Cultivating patience is a good idea for gathering, Boley noted. A general rule of thumb is to let seed pods/heads mature on the plant six to eight weeks after they finish flowering.
One common beginner’s mistake is cutting the seed heads while still green, or immediately after finished blooming. “Because seed heads can look way different than the flower,” she suggested putting marking tape and flags by intended specimens ahead of time.
To stay on top of the timing, Jentz advised checking on seed pods every few days. “They are ready when the pods are dry, brittle, and just ready to open. Don’t wait too late or they’ll break open on their own and cast their seeds to the wind,” she added.

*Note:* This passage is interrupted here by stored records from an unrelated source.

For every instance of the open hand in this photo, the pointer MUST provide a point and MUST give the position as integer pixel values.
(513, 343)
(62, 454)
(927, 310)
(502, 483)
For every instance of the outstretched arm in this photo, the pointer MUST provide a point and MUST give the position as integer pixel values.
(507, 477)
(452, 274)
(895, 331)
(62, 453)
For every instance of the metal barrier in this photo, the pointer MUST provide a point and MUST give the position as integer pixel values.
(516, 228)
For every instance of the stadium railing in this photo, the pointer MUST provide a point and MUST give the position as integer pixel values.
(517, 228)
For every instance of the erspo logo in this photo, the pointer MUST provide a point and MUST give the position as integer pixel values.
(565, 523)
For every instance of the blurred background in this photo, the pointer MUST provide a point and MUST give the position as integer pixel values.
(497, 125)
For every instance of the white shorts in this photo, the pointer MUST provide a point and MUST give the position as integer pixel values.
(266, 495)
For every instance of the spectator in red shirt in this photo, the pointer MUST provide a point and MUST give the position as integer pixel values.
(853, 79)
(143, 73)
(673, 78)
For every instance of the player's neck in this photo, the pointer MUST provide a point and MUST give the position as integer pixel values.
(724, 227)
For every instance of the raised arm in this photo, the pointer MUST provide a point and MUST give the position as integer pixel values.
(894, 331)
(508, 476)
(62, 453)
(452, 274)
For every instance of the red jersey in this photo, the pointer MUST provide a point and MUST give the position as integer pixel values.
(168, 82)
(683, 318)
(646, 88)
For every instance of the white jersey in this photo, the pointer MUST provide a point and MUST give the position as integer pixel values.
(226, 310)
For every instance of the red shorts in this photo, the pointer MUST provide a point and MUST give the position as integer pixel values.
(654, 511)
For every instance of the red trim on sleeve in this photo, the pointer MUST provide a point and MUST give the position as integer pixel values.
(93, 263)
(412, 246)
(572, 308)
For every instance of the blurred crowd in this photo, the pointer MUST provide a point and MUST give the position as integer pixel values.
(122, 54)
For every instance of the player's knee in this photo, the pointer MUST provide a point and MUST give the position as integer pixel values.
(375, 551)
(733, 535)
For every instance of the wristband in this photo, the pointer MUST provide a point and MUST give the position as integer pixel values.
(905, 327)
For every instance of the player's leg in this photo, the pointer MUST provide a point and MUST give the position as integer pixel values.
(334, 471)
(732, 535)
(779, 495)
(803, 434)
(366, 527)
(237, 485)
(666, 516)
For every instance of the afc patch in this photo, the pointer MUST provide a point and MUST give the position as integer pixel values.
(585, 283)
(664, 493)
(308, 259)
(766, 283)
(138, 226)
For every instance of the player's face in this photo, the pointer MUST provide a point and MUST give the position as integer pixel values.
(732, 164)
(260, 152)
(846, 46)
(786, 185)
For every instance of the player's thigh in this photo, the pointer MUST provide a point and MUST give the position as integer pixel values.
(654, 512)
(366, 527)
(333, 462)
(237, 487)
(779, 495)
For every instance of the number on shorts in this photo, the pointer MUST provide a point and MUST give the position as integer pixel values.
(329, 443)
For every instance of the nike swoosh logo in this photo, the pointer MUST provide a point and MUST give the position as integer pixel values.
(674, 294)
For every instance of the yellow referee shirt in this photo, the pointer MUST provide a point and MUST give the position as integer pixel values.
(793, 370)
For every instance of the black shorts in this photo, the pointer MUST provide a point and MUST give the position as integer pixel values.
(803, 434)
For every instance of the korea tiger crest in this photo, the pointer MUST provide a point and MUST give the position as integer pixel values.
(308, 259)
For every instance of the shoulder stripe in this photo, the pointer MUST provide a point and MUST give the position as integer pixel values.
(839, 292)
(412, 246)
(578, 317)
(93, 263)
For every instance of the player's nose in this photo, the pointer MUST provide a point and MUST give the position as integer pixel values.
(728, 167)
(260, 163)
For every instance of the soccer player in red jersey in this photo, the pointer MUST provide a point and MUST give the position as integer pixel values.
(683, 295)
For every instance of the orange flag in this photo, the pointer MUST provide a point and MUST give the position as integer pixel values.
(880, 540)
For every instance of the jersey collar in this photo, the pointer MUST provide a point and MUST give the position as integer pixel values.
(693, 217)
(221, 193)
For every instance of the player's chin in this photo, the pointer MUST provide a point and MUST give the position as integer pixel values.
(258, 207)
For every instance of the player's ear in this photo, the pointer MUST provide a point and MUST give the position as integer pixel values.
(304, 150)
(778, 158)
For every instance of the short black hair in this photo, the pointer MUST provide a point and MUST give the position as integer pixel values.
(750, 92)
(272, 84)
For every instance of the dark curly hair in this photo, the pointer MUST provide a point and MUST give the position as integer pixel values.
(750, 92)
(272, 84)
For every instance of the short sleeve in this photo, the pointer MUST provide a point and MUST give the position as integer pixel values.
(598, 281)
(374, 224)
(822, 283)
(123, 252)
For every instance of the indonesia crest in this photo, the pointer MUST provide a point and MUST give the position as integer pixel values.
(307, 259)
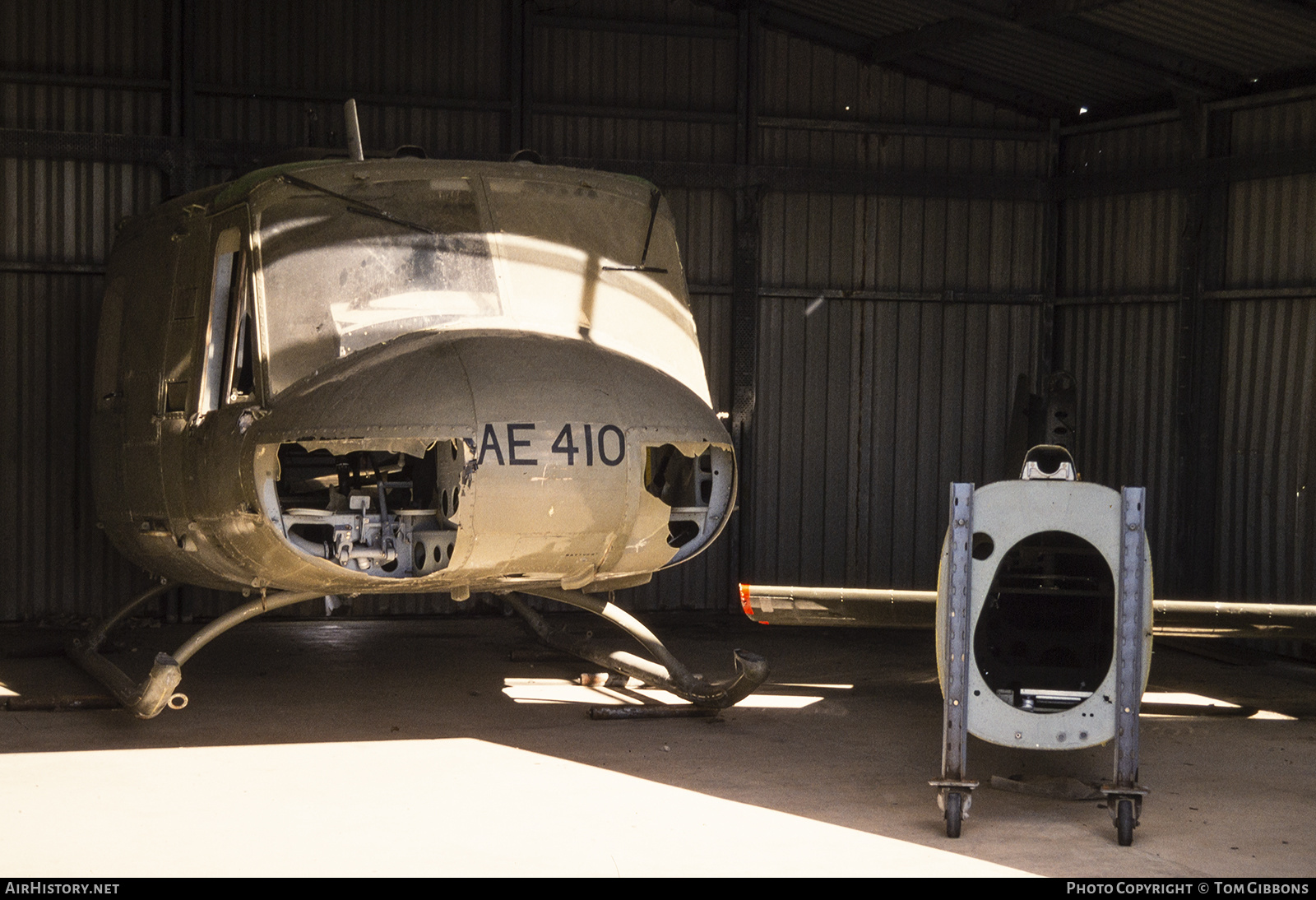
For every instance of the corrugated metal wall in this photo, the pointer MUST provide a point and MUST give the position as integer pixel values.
(1119, 329)
(894, 322)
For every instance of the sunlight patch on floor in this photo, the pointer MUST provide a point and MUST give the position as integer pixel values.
(428, 807)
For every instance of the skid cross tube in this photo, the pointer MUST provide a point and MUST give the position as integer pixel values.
(148, 700)
(668, 673)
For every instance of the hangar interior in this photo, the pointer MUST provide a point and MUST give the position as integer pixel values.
(901, 220)
(898, 220)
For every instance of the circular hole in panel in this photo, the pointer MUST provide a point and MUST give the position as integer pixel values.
(1046, 630)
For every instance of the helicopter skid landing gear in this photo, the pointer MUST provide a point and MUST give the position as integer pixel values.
(668, 673)
(148, 700)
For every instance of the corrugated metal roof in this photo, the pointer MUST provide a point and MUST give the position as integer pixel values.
(1112, 58)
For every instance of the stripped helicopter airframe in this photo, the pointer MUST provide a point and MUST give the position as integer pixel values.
(407, 375)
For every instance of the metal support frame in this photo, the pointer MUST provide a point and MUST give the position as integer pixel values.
(954, 792)
(1124, 795)
(668, 673)
(151, 696)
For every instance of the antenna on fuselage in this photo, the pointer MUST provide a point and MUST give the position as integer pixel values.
(354, 151)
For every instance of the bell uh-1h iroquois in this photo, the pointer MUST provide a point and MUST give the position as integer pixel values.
(407, 375)
(1044, 614)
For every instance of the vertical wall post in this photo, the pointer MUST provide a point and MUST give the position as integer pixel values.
(515, 59)
(1199, 353)
(953, 790)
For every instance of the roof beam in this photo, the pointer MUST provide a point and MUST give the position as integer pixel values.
(1057, 20)
(960, 79)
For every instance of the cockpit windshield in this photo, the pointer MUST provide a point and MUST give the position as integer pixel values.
(361, 265)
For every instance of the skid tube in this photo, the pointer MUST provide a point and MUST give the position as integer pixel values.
(668, 673)
(148, 700)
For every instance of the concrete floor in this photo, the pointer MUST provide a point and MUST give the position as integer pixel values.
(359, 748)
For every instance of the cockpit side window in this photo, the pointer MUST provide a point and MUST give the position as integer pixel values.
(229, 355)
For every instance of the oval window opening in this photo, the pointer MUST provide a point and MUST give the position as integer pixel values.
(1045, 634)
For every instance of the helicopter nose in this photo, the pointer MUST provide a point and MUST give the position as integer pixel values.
(553, 457)
(457, 386)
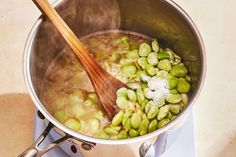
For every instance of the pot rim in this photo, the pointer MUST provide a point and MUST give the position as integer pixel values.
(76, 135)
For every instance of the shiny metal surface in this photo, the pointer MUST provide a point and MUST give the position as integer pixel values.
(156, 18)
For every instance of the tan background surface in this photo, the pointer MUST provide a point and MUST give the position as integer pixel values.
(215, 109)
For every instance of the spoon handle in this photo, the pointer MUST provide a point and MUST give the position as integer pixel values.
(90, 65)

It’s best to pick when there’s no rain, no wind, and mid-morning after the sun has dried residual air moisture and leafy dew drops, Jentz noted. And collecting can be as simple as placing a piece of paper underneath and shaking them gently.
Among Boley’s favorite collection “hacks” is placing a mesh organza drawstring bag, often used to hold wedding favors, atop the seed head prior to gathering. But tied paper lunch bags and even pillowcases can work she advised.
To clean the freshly gathered seeds, Boley places fresh newspaper beneath each separate variety to remove chaff (any ‘non seed’ material from leaves to dirt to bugs).
For more thorough sorting, she uses a mesh sieve made from purchased screening which her husband framed with wood.
To store, make sure seeds are totally dry before placing into tightly closed jars or zipper-closed baggies in a cool, dark, dry place, Jentz advised. (Boley likes using coin envelopes, which are especially nice for giving seeds as gifts.)
Just make sure you’ve labeled each specimen with date and variety as specifically as possible, she added. “Next spring, you’ll be very glad you did, as many seeds look alike.”
To save several steps, Rice recommended planting seeds just after collecting. “That’s what nature would do! The cold weather, ongoing freezes and thaws, all help seeds germinate. Let nature break open that seed coat that gave such strong resistance when you tested it. Then, in spring, just look online for pictures of your wildflower seedlings so you’ll recognize them when they spring up,” she added.